Commentary

Phillipian Commentary: What Megan Missed

For me, last week’s All-School Meeting (ASM) was not an experience I walked out of feeling hopeful and inspired to reach across the political, moral, and ethical divide; rather, it opened up deep wounds that our community was just beginning to heal.

Megan Phelps-Roper’s message of mutual empathy and acceptance, while good in intent, is unsustainable and reeks of privilege and entitlement. As a queer person and a Jew, I found it difficult and at times extremely painful to sit through her descriptions of the homophobic and anti-Semitic violence provoked by the Westboro Baptist Church. While her use of the f-slur–repeated to the point of normalization–was apparently necessary to paint the church in an unvarnished light, I felt that the church’s violence and hate were underplayed. Yes, the church only had 80 people; yes, the church truly believed in their interpretation of the Bible; but its size and intent don’t erase its enormous nationwide impact on generations before us. None of the students sitting in the ASM audience last Wednesday had grown up with the Westboro Baptist Church on TV and in national news. I’d only heard of the church only for their wildly homophobic parody of Frozen’s “Let It Go.” The Westboro Baptist Church was not a small non-issue of a group dismissed by the public as crazy and ignorant, but a very real and violent institution with an indelible impact on American society–it needs to be treated as such. It needs to be treated with more severity and more censure than the allegedly toxic call-out culture that Phelps-Roper mentioned. Calling out individuals for hostility and actively denying people their right to exist cannot be compared. We need to stop defending white guilt, straight guilt, Christian guilt, etc. and deconstruct the systems that fuel that “guilt.”

The speech’s point–that everyone should listen to and learn from each other, place intent over impact, and engage in mutually rewarding dialogue–is a common one that I’ve heard more and more over the past few years. It’s an argument that hate comes from both sides of the political spectrum, that both sides are equally prejudiced, and that people of marginalized identities must give their oppressors their respect and attention because if not, they are the problem. But nothing’s equal. Phelps-Roper’s vision belittles the complex power dynamics that are ever-present in conversations like these.

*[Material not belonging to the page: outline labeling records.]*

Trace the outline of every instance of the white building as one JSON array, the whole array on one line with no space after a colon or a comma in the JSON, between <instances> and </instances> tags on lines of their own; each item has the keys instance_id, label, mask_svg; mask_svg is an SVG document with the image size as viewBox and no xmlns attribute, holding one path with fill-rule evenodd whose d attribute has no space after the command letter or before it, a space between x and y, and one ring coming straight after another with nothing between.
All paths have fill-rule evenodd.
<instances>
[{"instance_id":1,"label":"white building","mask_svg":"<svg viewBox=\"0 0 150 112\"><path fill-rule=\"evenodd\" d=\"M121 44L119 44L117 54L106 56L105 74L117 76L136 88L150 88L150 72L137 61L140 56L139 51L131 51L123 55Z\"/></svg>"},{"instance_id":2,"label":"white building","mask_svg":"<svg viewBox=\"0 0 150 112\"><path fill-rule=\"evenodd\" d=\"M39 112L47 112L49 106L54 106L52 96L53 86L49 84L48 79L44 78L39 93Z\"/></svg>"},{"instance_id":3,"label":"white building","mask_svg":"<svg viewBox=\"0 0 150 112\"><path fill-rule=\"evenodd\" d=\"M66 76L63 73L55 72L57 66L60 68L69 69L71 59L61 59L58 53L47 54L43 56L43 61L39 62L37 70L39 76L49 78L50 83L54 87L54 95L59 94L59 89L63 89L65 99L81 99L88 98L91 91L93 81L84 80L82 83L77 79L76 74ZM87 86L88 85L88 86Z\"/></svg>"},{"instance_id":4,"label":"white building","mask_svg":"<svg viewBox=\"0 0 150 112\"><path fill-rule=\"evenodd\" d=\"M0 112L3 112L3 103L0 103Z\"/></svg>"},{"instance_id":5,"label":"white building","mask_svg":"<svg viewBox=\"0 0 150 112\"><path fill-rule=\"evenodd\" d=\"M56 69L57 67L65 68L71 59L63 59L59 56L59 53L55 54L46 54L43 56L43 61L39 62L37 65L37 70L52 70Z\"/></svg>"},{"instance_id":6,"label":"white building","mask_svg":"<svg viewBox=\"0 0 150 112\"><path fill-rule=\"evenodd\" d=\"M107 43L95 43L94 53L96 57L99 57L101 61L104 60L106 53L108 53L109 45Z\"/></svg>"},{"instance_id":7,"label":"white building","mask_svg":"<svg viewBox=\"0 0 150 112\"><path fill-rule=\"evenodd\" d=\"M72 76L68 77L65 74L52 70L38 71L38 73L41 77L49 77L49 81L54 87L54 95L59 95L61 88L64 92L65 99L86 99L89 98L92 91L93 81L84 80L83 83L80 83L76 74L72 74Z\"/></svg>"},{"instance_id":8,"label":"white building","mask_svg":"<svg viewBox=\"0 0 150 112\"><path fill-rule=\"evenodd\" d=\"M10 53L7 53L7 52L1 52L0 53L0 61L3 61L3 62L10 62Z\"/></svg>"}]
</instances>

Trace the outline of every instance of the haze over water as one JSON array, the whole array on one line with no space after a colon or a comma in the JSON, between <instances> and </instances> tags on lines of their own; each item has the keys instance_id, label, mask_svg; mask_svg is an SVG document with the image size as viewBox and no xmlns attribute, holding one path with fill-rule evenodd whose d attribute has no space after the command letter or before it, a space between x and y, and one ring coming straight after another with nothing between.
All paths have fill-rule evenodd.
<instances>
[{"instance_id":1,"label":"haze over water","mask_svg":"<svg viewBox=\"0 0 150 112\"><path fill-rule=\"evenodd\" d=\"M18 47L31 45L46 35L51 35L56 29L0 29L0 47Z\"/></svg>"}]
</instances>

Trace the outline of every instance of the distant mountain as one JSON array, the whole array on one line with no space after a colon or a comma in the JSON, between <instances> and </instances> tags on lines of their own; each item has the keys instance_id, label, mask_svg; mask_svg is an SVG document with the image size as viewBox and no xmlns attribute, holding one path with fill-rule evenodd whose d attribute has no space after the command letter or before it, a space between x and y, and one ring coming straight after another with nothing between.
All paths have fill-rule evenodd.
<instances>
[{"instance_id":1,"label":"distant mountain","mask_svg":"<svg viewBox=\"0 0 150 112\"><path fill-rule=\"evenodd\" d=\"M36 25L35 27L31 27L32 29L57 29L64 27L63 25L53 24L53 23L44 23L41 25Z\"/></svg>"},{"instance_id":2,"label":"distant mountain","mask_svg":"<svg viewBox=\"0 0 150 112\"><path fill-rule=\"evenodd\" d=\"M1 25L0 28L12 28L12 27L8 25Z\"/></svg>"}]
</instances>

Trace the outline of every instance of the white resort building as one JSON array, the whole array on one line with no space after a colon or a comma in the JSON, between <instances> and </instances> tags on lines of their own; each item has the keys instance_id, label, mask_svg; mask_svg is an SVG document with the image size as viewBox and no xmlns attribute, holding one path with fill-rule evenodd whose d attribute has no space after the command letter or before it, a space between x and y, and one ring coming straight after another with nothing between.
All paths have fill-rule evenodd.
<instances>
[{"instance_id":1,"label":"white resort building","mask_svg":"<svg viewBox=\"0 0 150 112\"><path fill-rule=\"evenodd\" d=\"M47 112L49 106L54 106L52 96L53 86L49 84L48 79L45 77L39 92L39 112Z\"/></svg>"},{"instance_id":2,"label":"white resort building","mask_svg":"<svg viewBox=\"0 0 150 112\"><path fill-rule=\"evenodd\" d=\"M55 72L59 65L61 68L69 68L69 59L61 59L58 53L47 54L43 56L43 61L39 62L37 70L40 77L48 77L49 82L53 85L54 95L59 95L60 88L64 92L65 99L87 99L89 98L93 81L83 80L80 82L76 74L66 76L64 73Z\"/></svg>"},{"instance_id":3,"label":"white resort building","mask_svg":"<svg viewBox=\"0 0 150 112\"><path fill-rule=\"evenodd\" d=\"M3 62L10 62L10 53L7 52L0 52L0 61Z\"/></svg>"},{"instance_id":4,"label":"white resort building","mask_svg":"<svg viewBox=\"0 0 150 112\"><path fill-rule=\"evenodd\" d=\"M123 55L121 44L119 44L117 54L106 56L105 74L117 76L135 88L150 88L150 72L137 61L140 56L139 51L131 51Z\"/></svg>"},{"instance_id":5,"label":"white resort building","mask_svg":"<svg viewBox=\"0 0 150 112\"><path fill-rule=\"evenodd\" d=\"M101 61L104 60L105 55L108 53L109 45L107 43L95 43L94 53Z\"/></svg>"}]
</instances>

In all the discussions Phelps-Roper had over Twitter, she had indisputable power over the person on the other end as a white Christian woman from a high-profile hate group. She failed to say that yes, while these dialogues were happening behind the comfort of a screen, she and her group were violent and that there was a one-sided physical threat against the people she was talking to. She failed to recognize that her privilege as a white, Christian woman allowed her to stand in front of us and apologize for the irredeemable damage she and her group caused and be forgiven for it. I would never be able to have a productive conversation with Megan on Twitter. It would be too scary, too traumatic. We should be commending the incredible strength of the people she spoke with instead of acting like it was a mutually beneficial, mutually eye-opening, and mutually comfortable exchange. [a]It’s irresponsible to dismiss the fact that there are different levels of responsibility depending on one’s identity. People of marginalized identities are not obligated to dismantle the systems of oppression they face–pretending like everyone’s on the same playing field only places the burden on oppressed populations to educate their oppressors. We will never have justice until we hold those oppressors accountable.

I saw great potential in Megan Phelps-Roper’s ASM speech. The speech would have been so much more powerful if she had recognized her privilege and acknowledged the interpersonal power differences at play, if she had spoken about the importance of allies in these difficult discussions, and if she had called on people with power to educate themselves and not rely on those without to teach and reassure them. But she didn’t do any of these things. I fear that her speech will undo the work that Andover has been doing regarding privilege and social power structures. I fear that her speech will empower people to let their privilege go unchecked. I fear that her speech will entitle people with the privilege to be more hateful and use as an excuse the fact that the victims are “just not listening” to their ideas. I fear that her speech will put an end to the “call-out culture” that is unhealthy in her eyes but helps so many feel safer to be on this campus. I fear that, although this year’s theme is justice, the effect was just the opposite.